La question des morts, un souvenir douloureux
Dans
cette crise épidémique, la question des morts revient souvent. Un sujet
qui fait d’ailleurs la Une du Nouvelliste. Comment les prendre en
charge, dans quelle structure ? Sans protocole et sans morgue, la
situation s’annonce compliquée en Haïti, explique Frantz Duval : « Haïti
avait été frappé après le séisme de 2010 par cette incapacité à
enterrer beaucoup de gens en même temps. Rien n’avait été prévu. Des
fosses communes avaient été faites à la va-vite. Aujourd’hui Le
Nouvelliste tire la sonnette d’alarme. Il faut commencer à y penser,
décider ce qu’on va faire, d’autant plus qu’il n’y a pas de morgue
municipale, pas de morgue de grande capacité. C’est une myriade
d’institutions privées qui s’occupent des morts. Il n’y a pas de
protocole. Même ces morgues privées ne savent pas comment traiter la
dépouille d’une personne qui serait décédée du Covid-19 ».Si
les autorités haïtiennes, dans leur plan de prise en charge du Covid-19,
ont annoncé que des sacs funéraires seraient nécessaires pour chaque
cadavre, à l’heure actuelle ces sacs sont invisibles. Cette absence de
protocole inquiète le secteur des pompes funèbres ainsi que celui des
morgues, d’où cette question du Nouvelliste : « Qu’allons-nous faire
pour résoudre ce problème dans un pays qui a eu à enterrer des morts
dans de très mauvaises conditions après le séisme de 2010 ? ».
Les associations de journalistes exhortent les autorités à prendre des mesures
Alors
que le risque de propagation du Covid-19 est de plus en plus réel, le
Réseau haïtien de journalistes en santé (RHJS) et l’Association des
journalistes haïtiens ont exhorté mardi 1er avril, dans une note
conjointe, les autorités du pays à mettre en place un confinement
pendant, au moins, 14 jours.
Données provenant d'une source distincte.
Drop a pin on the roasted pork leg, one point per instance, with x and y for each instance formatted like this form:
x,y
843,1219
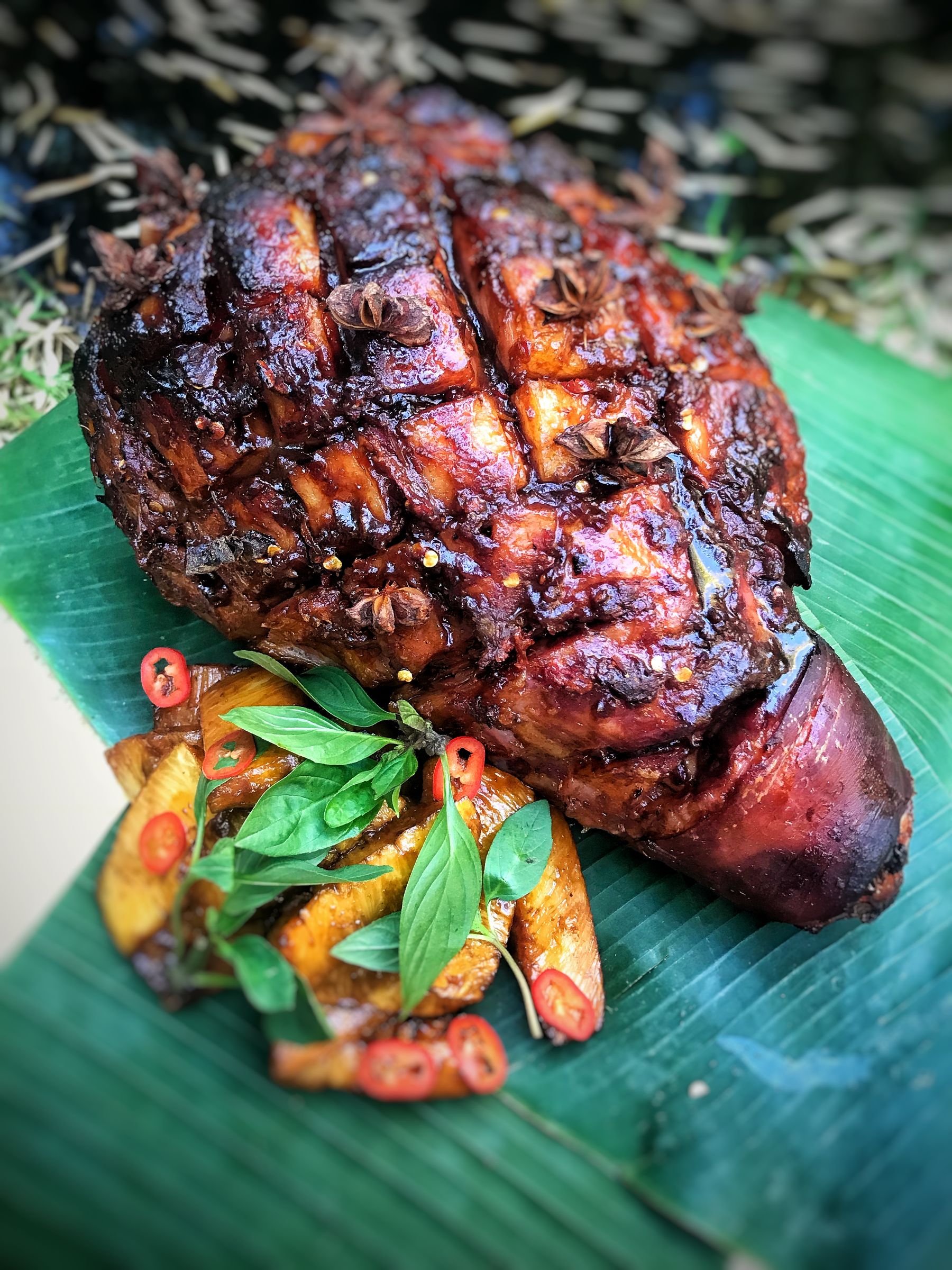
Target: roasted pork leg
x,y
416,398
Les journalistes appellent également à la
mise en place de tests de dépistage et le placement en quarantaine pour
endiguer la propagation du virus.
« On a l’impression que les autorités haïtiennes ne prennent pas encore toute la mesure de ce qui se passe, qu’elles ne regardent pas les actualités à l’étranger, comment très vite on peut passer de quelques cas à des milliers de cas », explique Frantz Duval, « d’où cet appel pour le confinement, pour que les gens portent des masques dans les lieux publics, que les zones touchées soient placées en quarantaine. Mais pour l’instant les autorités haïtiennes réagissent avec quelques jours de retard à chaque proposition faite par la société civile ». Or chaque jour compte dans cette course pour éviter une épidémie en Haïti.